Moderately hazardous: 4-6
Highly hazardous: 7-8
Extremely hazardous: 9-10
The town of Mackay is located at the mouth of the Pioneer River. On the north side of the river mouth is 9 km of near-continuous beach, now broken in the centre by the breakwaters and seawalls for the Port of Mackay. The main Mackay surfing beach begins on the south side of the harbour walls and runs for 4 km to the rock training wall that lines the north side of the river mouth. This beach houses the Mackay Surf Life Saving Club (founded in 1928). The club is located in the centre of a 500 m long beachfront reserve containing extensive parking, together with shady picnic and plays areas and a kiosk (Fig. 4.63). However, during 1998 the surf club will be relocated 1.5 km to the south, due to the construction of a resort and marina at its present location.
The beach (1118) faces almost due east and is exposed to some of the biggest tides on the east Australian coast (up to 8 m) and biggest waves inside the Great Barrier Reef lagoon, commonly 0.5 to 1 m. As a consequence the beach has a 60 m wide high tide beach which, as the tide falls, is fronted by a continuous low tide beach/bar up to 200 m wide, with the chance of rips cutting across the bar at the low tide level.

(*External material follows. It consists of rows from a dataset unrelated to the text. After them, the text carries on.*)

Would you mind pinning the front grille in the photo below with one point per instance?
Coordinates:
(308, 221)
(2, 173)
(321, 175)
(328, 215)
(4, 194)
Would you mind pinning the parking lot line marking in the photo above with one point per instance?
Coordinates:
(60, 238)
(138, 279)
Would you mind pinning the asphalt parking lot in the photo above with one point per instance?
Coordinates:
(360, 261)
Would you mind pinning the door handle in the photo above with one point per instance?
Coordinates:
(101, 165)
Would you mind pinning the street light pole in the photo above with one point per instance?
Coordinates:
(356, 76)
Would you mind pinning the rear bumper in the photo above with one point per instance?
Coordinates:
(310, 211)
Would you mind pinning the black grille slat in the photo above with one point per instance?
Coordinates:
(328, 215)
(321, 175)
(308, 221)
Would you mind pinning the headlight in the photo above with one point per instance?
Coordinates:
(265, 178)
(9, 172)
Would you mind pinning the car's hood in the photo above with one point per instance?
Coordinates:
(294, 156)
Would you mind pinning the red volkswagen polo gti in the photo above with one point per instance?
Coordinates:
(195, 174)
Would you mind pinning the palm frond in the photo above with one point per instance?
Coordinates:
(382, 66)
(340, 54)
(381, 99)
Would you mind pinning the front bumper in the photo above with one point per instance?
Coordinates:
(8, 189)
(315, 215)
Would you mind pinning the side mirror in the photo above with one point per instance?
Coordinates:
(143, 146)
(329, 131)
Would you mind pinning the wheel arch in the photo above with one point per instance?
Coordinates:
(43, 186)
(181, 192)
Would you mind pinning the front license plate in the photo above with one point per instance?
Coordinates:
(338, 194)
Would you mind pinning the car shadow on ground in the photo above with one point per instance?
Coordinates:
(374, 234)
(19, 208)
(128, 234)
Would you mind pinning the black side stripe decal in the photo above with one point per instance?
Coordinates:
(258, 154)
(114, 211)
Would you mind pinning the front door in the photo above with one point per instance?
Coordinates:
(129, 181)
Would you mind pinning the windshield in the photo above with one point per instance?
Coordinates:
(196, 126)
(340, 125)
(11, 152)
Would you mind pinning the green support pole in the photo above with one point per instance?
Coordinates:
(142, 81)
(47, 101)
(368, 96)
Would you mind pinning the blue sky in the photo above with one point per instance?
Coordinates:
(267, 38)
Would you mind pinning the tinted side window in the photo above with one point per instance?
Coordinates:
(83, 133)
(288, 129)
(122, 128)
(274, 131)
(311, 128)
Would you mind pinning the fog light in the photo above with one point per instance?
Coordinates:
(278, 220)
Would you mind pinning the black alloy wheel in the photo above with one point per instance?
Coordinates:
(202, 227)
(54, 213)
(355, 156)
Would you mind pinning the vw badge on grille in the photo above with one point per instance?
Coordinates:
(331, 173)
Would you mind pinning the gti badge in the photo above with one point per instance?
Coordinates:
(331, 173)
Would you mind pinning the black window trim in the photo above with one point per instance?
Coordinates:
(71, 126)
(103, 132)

A relatively safe beach at high tide under normal wave conditions, however be careful at low tide as you will be a long way from the surf lifesaving club and rips will be present when the waves exceed 0.5 m. Also stay clear of the harbour walls, as a permanent rip runs out along the rocks.
This is one of Mackay’s main surfing beaches. It is best at mid to low tide and when there is a bit of a south-easterly blowing.
The harbour walls are the most popular location, with the beach only suitable at high tide.
A well maintained beach and reserve, providing good access and all facilities for surfers and families for a day at the beach.